Em razão das diferenças em relação ao meio de representação da língua, outros aspectos divergentes podem ser identificados. Conforme explica Klein (1985, p. 16), na fala, a entoação é um elemento bastante significativo, de tal modo que, a escrita procura imitá-lo com o auxílio de recursos visuais, assim como pontuação expressiva, alongamento de letras ou sílabas, entre outros recursos. Marcuschi (1993, p. 59) lembra que outras propriedades da fala, contidas principalmente na prosódia, também não podem ser reproduzidas pela escrita, como são os exemplos do tom de voz, da velocidade e da produção de pausas. Na escrita, todas essas realizações são representadas pela utilização correta do sistema de pontuação que procura substituir algumas características prosódicas somente encontradas na fala.
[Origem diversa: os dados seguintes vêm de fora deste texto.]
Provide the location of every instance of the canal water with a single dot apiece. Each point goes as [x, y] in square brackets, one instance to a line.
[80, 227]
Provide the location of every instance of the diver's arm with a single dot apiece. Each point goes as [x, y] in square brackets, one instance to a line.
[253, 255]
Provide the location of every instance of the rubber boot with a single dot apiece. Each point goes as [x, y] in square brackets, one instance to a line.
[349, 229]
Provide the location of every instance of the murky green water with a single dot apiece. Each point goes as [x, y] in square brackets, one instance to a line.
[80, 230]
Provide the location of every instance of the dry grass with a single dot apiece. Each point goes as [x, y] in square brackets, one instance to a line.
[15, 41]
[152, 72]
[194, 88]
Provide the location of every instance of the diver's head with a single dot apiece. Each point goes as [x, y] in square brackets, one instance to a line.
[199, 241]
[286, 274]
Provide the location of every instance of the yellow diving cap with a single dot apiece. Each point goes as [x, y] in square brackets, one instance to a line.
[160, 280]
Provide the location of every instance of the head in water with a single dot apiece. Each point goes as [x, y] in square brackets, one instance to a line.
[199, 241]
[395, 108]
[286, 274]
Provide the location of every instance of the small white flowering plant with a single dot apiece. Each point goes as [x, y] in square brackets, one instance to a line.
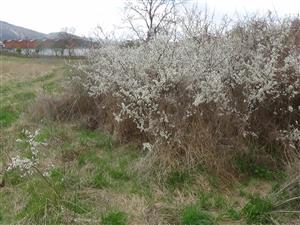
[27, 158]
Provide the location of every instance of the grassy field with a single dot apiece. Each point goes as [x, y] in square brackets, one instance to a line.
[92, 180]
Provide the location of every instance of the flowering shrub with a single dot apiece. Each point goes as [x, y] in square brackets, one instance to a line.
[27, 165]
[205, 92]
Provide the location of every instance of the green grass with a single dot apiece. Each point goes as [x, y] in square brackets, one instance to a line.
[7, 116]
[95, 179]
[192, 215]
[114, 218]
[257, 210]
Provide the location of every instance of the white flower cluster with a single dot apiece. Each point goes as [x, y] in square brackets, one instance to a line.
[234, 71]
[26, 164]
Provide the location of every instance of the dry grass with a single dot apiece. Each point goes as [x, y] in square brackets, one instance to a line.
[22, 69]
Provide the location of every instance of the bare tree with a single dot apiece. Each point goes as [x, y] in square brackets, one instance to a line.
[147, 18]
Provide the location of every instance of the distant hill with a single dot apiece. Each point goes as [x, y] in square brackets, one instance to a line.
[11, 32]
[56, 35]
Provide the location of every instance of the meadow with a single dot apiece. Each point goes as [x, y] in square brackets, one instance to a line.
[85, 176]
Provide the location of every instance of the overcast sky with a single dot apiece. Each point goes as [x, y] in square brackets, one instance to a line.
[52, 15]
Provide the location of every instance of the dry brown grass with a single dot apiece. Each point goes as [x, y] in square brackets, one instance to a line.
[22, 69]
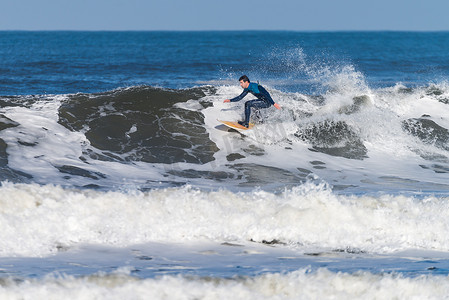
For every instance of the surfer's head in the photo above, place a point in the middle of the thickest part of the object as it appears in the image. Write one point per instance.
(244, 81)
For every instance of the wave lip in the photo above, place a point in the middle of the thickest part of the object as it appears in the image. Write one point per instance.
(323, 284)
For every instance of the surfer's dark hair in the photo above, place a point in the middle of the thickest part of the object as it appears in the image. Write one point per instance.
(244, 78)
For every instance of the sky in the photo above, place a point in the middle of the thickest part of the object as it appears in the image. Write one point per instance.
(296, 15)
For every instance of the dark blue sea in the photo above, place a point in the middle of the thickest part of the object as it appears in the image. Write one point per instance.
(118, 181)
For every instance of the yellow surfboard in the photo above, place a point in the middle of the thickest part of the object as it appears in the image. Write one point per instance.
(235, 125)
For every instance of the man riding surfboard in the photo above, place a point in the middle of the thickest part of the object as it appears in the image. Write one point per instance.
(263, 100)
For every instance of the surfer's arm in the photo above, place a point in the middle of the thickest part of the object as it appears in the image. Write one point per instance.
(239, 97)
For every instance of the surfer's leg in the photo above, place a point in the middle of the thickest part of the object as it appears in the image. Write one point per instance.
(256, 103)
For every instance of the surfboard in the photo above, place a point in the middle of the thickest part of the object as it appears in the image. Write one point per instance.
(235, 125)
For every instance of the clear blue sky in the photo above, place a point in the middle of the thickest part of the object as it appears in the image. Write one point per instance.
(296, 15)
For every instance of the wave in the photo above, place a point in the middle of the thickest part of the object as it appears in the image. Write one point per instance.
(351, 136)
(307, 218)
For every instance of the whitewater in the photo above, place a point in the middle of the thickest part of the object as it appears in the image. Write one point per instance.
(137, 191)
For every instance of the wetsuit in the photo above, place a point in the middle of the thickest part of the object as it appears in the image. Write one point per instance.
(263, 100)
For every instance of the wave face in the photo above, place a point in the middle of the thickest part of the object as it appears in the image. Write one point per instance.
(355, 138)
(116, 172)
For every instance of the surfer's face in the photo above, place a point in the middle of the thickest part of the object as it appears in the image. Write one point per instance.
(244, 84)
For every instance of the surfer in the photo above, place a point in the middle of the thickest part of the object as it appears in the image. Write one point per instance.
(263, 100)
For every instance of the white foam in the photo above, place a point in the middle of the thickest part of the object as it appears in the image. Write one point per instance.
(37, 220)
(301, 284)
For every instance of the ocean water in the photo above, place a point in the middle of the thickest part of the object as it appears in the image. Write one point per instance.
(119, 182)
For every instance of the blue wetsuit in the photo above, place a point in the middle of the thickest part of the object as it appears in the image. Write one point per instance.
(263, 100)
c- A escrita tem normas válidas suprarregionalmente e a fala apresenta variações mais ou menos notáveis de região para região:
Estudiosos apontam que a fala apresenta maior variação sintática e léxica do que a escrita. Observa-se que a tradição procurou estabelecer normas de uso para a língua escrita,
sempre espelhadas no modelo literário, no entanto, para a fala, não seria viável o estabelecimento de uma gramática normativa, o que gerou certa liberdade no uso de variações e uma não-normatização por um conjunto de regras rígidas, tal como a escrita tem. (Marcuschi 1993, p. 60)
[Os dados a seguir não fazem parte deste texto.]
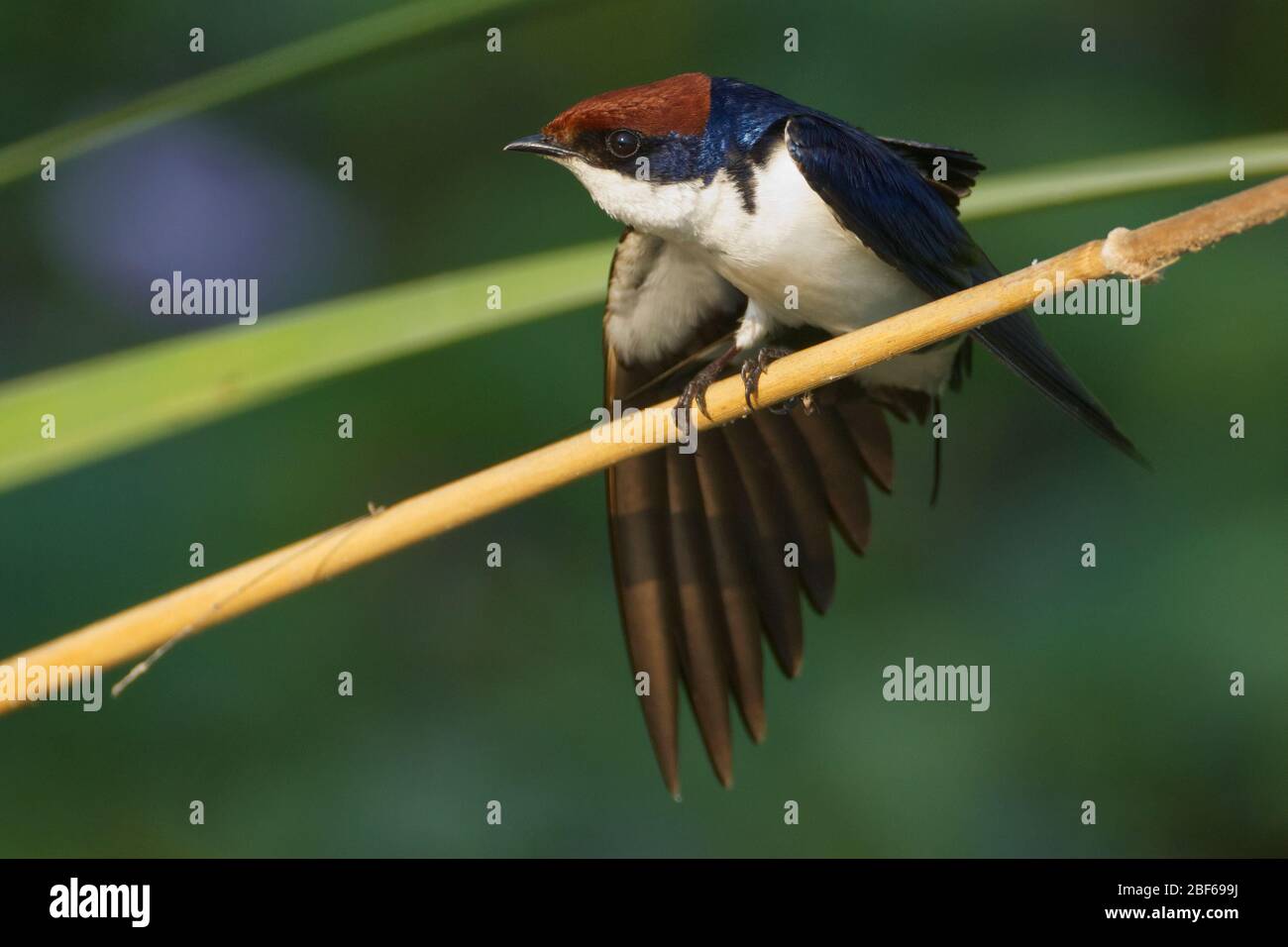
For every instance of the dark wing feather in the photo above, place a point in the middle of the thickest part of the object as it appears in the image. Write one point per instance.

d- O tempo de produção e recepção na fala é concomitante e, na escrita, é defasado:
Observa-se que existe, na fala de um interactante, a presença de certo planejamento linguístico, no entanto, o planejar da fala ocorre quase que simultaneamente ao momento de produção do discurso, “essencialmente caracterizadora da produção oral é a concomitância com a recepção” (Neves, 2009, p. 22). Do mesmo modo, o tempo de produção do texto falado e recepção, por parte do ouvinte, é também muito pequeno; por esse motivo a fala apresenta várias incorreções, repetições e paráfrases como forma de sanar os desvios provocados por um processo de planejamento e execução tão rápidos; em geral, as correções são realizadas em presença do ouvinte. Ressalta-se que o tipo de atividade verbal mencionada é de espécie natural, ou, seminatural; falas planejadas como é o caso de discursos políticos, conferências acadêmicas ou até mesmo, algumas aulas, podem contar com planejamento prévio e, ou, roteiros de fala.
Já o processo de formulação do texto escrito, em geral, dispõe de maior tempo para preparação e edição. Na maior parte dos casos, antes de enviar ou publicar um texto, o escritor poderá relê-lo quantas vezes achar necessário e realizar as correções que achar convenientes, o que poderá torná-lo uma produção menos sujeita às incorreções e repetições encontradas na fala. No entanto, observa-se que, apesar de dispor de maior tempo para o planejamento e execução do texto escrito, o leitor, dificilmente, poderá desfrutá-lo no momento de sua preparação. Desse modo, entende-se que a escrita é marcada pela distância temporal entre execução e recepção. “As relações entre fala e escrita são marcadas como contraste, em primeiro lugar, entre presença e ausência do interlocutor, e isso implica contraste entre solidão e participação, no ato de produção” (Neves, 2009, p.22).
Apesar de se acreditar que a maior parte dos textos escritos são produzidos com alguma cautela em relação à adequação da norma culta e maior correção gramatical, verifica- se que alguns escritores de textos mais informais, como são o caso do bilhete e da carta pessoal, podem não atentar, tão fortemente, aos padrões que regem a escrita devido à informalidade e a proximidade, entre interlocutores, que envolvem esses gêneros textuais escritos.